AR: The isotopes that are of particular interest at the moment [make up] this terbium theranostic quartet – that’s what they’re calling it. That basically means you’ve got four different isotopes of terbium, so the same element but with different mass numbers. Each one of those has different, useful properties. You have one which gives you an alpha emitter, so you can provide therapeutic effects. You have one that gives you gamma rays, which can be used for SPECT [single photon emission computed tomography], so you can look at where you’ve treated, as well as giving the treatment. There’s one that gives you betas so you can do PET [positron emission tomography] imaging, and there’s a fourth one that gives you therapeutic betas.
So it’s really this idea of combining the therapy and the diagnostics together. What typically happens now with a lot of administrations is you’ll use a diagnostic imaging agent to get an idea of what the uptake would be in the patient and try to tailor the therapy to that patient. And then you’ll treat the patient with different isotope. Often, you’ll find that the diagnostic tracer and the therapeutic agent behave slightly differently.
So although that’s fine for ensuring the safety of the patient and you can have a reasonable idea of what’s happening, if you really want to tailor it to that specific individual, if you can have something where your diagnostic agent is identical to your therapeutic agent, and perhaps you’re even doing diagnostic imaging at the same time, so you could perhaps use a mix of these, then that really gives you the next level of personalised medicine.
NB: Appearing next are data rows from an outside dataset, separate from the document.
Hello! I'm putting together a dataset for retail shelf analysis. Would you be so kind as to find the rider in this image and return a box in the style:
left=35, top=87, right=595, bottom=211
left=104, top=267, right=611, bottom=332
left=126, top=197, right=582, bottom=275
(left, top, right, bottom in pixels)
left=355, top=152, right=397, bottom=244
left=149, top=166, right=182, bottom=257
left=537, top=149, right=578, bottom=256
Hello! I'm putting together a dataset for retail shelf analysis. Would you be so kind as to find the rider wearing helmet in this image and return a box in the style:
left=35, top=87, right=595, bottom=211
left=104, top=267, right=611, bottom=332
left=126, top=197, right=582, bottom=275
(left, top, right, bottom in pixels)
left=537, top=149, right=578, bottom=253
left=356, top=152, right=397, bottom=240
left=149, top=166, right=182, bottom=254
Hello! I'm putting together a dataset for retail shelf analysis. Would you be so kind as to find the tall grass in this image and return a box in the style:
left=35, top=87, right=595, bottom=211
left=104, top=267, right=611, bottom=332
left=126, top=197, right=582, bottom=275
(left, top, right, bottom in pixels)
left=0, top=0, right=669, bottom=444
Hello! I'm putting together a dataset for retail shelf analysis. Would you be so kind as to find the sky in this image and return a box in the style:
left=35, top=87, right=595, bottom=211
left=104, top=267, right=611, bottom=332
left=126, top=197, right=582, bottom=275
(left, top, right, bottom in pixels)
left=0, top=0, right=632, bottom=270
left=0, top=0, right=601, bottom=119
You can tailor that treatment to the individual patient; you can assess how well the patient is responding and make sure you leave open the opportunity for them to have future treatments as they come online. You ensure that you’re giving an optimal amount of radiation to each patient.
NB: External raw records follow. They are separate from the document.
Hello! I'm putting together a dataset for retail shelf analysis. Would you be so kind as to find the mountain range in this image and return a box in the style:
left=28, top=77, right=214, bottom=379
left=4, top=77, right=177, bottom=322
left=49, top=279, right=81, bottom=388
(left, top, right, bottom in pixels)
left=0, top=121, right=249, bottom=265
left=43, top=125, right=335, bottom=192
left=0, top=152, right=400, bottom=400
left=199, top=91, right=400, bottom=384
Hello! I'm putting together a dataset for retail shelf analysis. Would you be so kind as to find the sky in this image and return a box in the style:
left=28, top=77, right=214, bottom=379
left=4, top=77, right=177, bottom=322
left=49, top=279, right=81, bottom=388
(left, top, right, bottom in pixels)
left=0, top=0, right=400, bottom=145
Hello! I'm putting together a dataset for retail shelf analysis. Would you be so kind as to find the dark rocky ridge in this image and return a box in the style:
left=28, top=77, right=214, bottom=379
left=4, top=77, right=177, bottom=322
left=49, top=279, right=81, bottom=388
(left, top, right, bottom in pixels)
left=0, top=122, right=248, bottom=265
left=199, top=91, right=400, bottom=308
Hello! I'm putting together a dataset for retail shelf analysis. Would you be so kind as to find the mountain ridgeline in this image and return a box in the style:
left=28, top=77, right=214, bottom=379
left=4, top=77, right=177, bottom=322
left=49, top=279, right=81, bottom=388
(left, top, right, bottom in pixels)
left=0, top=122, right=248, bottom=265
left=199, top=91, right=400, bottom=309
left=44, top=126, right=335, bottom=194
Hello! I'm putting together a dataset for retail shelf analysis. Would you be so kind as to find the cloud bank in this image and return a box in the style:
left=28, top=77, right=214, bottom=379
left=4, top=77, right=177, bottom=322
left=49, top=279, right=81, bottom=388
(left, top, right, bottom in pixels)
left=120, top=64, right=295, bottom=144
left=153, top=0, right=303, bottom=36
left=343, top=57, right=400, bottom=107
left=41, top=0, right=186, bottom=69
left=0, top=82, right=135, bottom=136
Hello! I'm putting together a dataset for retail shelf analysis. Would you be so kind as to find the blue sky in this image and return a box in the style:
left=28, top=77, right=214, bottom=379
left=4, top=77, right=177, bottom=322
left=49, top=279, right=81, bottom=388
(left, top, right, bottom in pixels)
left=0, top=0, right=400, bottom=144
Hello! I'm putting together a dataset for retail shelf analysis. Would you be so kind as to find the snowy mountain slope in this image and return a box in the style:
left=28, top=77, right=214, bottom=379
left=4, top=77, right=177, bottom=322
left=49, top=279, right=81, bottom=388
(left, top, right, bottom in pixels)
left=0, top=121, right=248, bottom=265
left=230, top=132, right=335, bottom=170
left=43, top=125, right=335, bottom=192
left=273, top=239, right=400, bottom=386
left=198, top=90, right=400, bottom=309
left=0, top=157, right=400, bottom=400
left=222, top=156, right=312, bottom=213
That obviously comes with potential cost savings, as well. Instead of treating all patients as the same but with different weights, which is an approach that can be taken now – again, absolutely fine from a patient safety point of view – but if you can really start to look at what is the uptake in this specific patient, in this specific kidney, at this stage of their disease, and then really tailor the treatment to that, there’s a lot of benefit that comes from it.
CL: Does the project have a broad roadmap for developing over the next few years?
AR: The facility came online in June; there will be some more development as they bring more isotope separation techniques over to MEDICIS, and that’s going to ramp up over the next year or so.
The longer-term goal, now that the facility is there, is that anytime there is proton beam being used, going through to the ISOLDE system, they can use that 80% of it that is going through the target, so it doesn’t matter what the experiment in front of it is. Previously, they were scheduling specific experimental time, and I think the fact that they got the experimental time to do this radiopharmaceutical production shows the importance of it at CERN, and the fact that they’ve then taken that on to, ‘Why don’t we have the ability to do this all the time?’ That shows that this is something that’s important and it’s been recognised at CERN.
CL: Could Brexit throw up challenges for NPL’s involvement in the project, or your level of access to these kinds of projects?
AR: I think all science, by its very nature, is a collaboration. At this level, science is an international collaboration, and I imagine that’s going to continue, whatever happens with Brexit. As to how much access we have, I’m not sure that I can really speak to that. I think if you want the science to continue, the collaboration has to continue.